Poor exercise habits are also common among the poor population. Regular moderate exercise potentially increases life expectancy by 4.5 years, according to the National Cancer Institute. The wealthy have the money and perhaps the time to obtain a gym membership, but money is unlikely to be the main contributor to exercise and the lack thereof among poor communities. The conclusion is that the poor have a poor diet, exercise, and lifestyle habits that negatively affect their lifespan.


Research suggests that the wealthier the population, the better their access to education and health. A positive relationship exists between longevity and education. People who attend college or have access to quality education are less likely to smoke, drink, or develop an addiction.

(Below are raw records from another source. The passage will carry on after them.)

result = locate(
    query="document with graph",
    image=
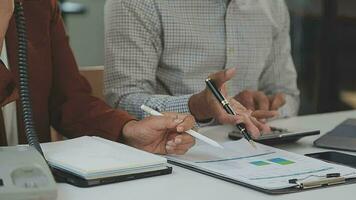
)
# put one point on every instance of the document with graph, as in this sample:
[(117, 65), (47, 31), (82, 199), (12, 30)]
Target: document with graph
[(266, 168)]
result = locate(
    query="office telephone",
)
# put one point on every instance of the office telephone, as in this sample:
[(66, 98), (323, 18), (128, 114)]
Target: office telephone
[(24, 173)]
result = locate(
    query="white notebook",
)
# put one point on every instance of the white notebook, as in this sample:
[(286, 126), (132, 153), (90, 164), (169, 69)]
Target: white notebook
[(94, 157)]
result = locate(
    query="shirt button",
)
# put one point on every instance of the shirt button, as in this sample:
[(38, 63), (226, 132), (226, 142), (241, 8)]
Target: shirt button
[(231, 50)]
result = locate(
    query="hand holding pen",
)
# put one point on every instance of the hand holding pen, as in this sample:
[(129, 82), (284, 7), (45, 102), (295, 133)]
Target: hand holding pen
[(207, 106)]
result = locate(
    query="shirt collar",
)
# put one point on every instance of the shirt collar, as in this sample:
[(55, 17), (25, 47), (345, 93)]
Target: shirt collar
[(3, 55)]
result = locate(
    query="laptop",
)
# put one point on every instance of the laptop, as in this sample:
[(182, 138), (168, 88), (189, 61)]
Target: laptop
[(342, 137)]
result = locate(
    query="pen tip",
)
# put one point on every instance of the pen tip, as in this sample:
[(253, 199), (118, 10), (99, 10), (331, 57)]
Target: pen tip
[(253, 144)]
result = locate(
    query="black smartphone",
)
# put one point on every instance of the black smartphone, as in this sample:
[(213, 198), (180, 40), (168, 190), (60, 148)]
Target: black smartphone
[(335, 157)]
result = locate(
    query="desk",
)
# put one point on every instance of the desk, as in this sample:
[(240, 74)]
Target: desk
[(185, 184)]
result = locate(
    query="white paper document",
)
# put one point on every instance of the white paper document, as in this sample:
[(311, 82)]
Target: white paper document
[(265, 167)]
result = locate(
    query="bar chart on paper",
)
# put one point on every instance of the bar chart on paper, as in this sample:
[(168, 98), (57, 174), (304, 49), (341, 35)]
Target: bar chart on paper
[(265, 167)]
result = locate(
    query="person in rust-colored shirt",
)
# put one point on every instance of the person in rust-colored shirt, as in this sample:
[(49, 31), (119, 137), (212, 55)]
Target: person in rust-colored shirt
[(61, 97)]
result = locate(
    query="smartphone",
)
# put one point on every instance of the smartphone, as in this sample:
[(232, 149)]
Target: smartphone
[(335, 157)]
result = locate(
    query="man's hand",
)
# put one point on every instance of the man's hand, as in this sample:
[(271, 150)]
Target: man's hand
[(263, 106), (205, 106), (162, 134)]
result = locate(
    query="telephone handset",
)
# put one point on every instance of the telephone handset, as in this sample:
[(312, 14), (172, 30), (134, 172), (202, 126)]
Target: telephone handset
[(24, 173)]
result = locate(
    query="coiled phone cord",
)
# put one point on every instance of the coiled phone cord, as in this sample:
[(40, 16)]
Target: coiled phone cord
[(25, 98)]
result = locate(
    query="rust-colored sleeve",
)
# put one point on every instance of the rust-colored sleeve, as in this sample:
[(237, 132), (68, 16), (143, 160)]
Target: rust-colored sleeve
[(74, 112), (8, 91)]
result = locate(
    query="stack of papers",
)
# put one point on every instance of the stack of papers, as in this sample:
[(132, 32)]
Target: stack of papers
[(266, 167), (94, 157)]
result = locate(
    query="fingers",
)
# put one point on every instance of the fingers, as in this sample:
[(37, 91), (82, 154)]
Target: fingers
[(184, 121), (221, 77), (263, 114), (263, 128), (261, 101), (246, 98), (250, 126), (180, 144), (277, 101)]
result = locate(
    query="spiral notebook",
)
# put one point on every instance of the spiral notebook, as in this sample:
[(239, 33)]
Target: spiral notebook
[(266, 169)]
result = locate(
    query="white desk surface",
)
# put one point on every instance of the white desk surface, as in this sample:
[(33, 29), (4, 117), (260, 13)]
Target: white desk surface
[(185, 184)]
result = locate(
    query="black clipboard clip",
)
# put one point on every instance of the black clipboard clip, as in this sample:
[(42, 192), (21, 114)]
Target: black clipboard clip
[(329, 179)]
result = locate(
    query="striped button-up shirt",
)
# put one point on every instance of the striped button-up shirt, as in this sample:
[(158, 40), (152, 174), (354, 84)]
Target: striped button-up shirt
[(159, 52)]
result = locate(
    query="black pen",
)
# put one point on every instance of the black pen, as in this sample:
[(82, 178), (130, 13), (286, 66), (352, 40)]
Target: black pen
[(225, 104)]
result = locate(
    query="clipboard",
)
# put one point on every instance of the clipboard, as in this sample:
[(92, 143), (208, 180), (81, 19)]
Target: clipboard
[(305, 174), (302, 186)]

Therefore, it is safe to say that education is an excellent determinant of life expectancy. A study by professor George Valliant of   Harvard Medical School goes on to confirm this claim too.

Health Care

Despite what you may intuitively believe, health care has little to no effect on people’s longevity. In other words, access to quality healthcare made no difference to longevity. The New York Times printed the JAMA study, which reveals a weak link between the money spent on Medicare and the proportion of insured people compared to life expectancy. Therefore it is not as simple to say that the rich can afford better healthcare, and from there to conclude that this is why they are healthier.

The Conclusions

In short, there is certainly a discrepancy between the longevity of the rich and the poor in America. However, finding the contributing causes for this large discrepancy is not as easy as it seems. Ultimately, though, it may simply boil down to the culture of the poor, and their mindset.

The poor can exercise and still eat healthier by growing their vegetables, etc., but of course, this is another topic of discussion. The link between longevity and financial status is a topic that has been researched and studied. However, it is impossible to draw any conclusions from them.

For now, all we know is that yes, the poor do display a shorter lifespan than the wealthy in most areas across America. Wherever you happen to fall in the financial bracket, whether rich or poor or in between, it is certainly best that you look after your health. When you take good care of yourself before you fall ill, you’re likely to have a longer lifespan. As the adage goes, “prevention is better than cure!”